A significant difference was observed in serum leptin levels between asthmatic and healthy children. Median (interquartile range) levels were 3.53 (2.06-7.24) ng/mL and 2.26 (1.26-4.71) ng/mL, respectively (P=.008). Subgroup analysis revealed that this difference in leptin levels was confined entirely to boys: 3.09 (1.99-7.51) ng/mL in boys with asthma versus 1.52 (1.06-3.17) ng/mL in boys without asthma (P=.003). By logistic regression analysis, we found that leptin was a predictive factor for having asthma (odds ratio, 1.98; CI, 1.10-3.55; P=.021), whereas sex, age, or BMI were not. In a stepwise multiple regression analysis including sex (P=.001), age (P=.016), BMI (P <.001), and asthma (P=.022), all of these variables were found to affect log leptin levels (R2=0.404). There was no significant sex difference in serum leptin levels among asthmatic children, whereas healthy boys had significantly lower leptin levels than healthy girls (P=.019).
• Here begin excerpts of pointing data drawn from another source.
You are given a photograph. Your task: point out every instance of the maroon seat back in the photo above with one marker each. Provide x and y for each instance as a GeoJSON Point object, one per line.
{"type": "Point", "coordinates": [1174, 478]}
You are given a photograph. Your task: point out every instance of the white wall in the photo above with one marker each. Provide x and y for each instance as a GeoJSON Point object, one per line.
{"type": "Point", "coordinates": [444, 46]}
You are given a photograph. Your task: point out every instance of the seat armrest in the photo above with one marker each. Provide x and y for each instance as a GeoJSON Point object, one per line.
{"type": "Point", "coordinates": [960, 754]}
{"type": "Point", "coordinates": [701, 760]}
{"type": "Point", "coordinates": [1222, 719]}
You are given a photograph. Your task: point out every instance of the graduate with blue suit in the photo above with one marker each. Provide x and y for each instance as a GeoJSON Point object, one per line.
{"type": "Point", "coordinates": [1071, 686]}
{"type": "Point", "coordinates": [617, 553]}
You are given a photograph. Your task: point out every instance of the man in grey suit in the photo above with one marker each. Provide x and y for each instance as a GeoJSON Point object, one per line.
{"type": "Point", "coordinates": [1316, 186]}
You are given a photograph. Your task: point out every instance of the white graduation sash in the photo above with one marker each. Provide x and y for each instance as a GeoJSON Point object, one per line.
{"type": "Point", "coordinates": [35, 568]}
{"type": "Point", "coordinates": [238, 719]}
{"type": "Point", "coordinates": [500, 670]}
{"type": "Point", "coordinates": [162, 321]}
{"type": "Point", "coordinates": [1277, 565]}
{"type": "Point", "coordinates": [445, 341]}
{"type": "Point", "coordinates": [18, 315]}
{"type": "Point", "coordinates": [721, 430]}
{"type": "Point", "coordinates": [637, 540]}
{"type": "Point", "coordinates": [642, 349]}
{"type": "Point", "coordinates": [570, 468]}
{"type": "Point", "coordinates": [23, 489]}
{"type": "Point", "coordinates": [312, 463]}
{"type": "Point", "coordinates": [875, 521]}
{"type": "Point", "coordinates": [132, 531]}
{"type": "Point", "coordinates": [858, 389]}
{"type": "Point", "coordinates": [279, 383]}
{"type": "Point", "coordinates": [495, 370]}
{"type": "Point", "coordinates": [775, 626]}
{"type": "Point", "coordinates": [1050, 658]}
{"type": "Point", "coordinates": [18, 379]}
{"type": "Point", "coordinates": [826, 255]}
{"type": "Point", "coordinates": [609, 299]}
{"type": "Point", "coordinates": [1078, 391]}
Atopic asthmatic subjects had significantly higher leptin levels than nonatopic asthmatic subjects (P=.038) with similar BMI. A significant, but weak, correlation was observed between leptin levels and IgE in the overall group of asthmatic children (r=0.231; P=.019). Again, this correlation was confined entirely to boys (r=0.319; P=.010). There was no relation between leptin levels and skin prick tests, pulmonary function tests, passive smoking, birth weight, and duration of breast-feeding.
Our findings suggest that leptin may play a role in atopic asthma. High serum leptin levels in asthmatic boys may partly explain the higher prevalence of childhood asthma in male sex.
尽管有证据表明成人和儿童哮喘与肥胖之间存在正相关,但关于瘦素在哮喘儿童中的作用知之甚少。
本研究旨在评估瘦素与儿童特应性和哮喘参数之间的关系。
测量了102名(37名女性,65名男性;平均年龄5.9±3.4岁)哮喘儿童和33名(14名女性,19名男性;平均年龄6.1±3.4岁)健康儿童的体重指数(BMI)和血清瘦素水平。进行了皮肤点刺试验、总血清IgE和肺功能测试并完成。
哮喘儿童和健康儿童的血清瘦素水平存在显著差异。中位数(四分位间距)水平分别为3.53(2.06 - 7.24)ng/mL和2.26(1.26 - 4.71)ng/mL(P = 0.008)。亚组分析显示,瘦素水平的这种差异完全局限于男孩:哮喘男孩为3.09(1.99 - 7.51)ng/mL,无哮喘男孩为1.52(1.06 - 3.17)ng/mL(P = 0.003)。通过逻辑回归分析,我们发现瘦素是患哮喘的预测因素(比值比,1.98;CI,1.10 - 3.55;P = 0.021),而性别、年龄或BMI不是。在包括性别(P = 0.001)、年龄(P = 0.016)、BMI(P < 0.001)和哮喘(P = 0.022)的逐步多元回归分析中,发现所有这些变量均影响瘦素水平对数(R2 = 0.404)。哮喘儿童血清瘦素水平无显著性别差异,而健康男孩的瘦素水平显著低于健康女孩(P = 0.019)。特应性哮喘患者的瘦素水平显著高于非特应性哮喘患者(P = 0.038),BMI相似。在整个哮喘儿童组中,瘦素水平与IgE之间存在显著但较弱的相关性(r = 0.231;P = 0.019)。同样,这种相关性完全局限于男孩(r = 0.319;P = 0.010)。瘦素水平与皮肤点刺试验、肺功能测试、被动吸烟、出生体重和母乳喂养持续时间之间无关联。
我们的研究结果表明瘦素可能在特应性哮喘中起作用。哮喘男孩血清瘦素水平高可能部分解释了儿童哮喘在男性中患病率较高的原因。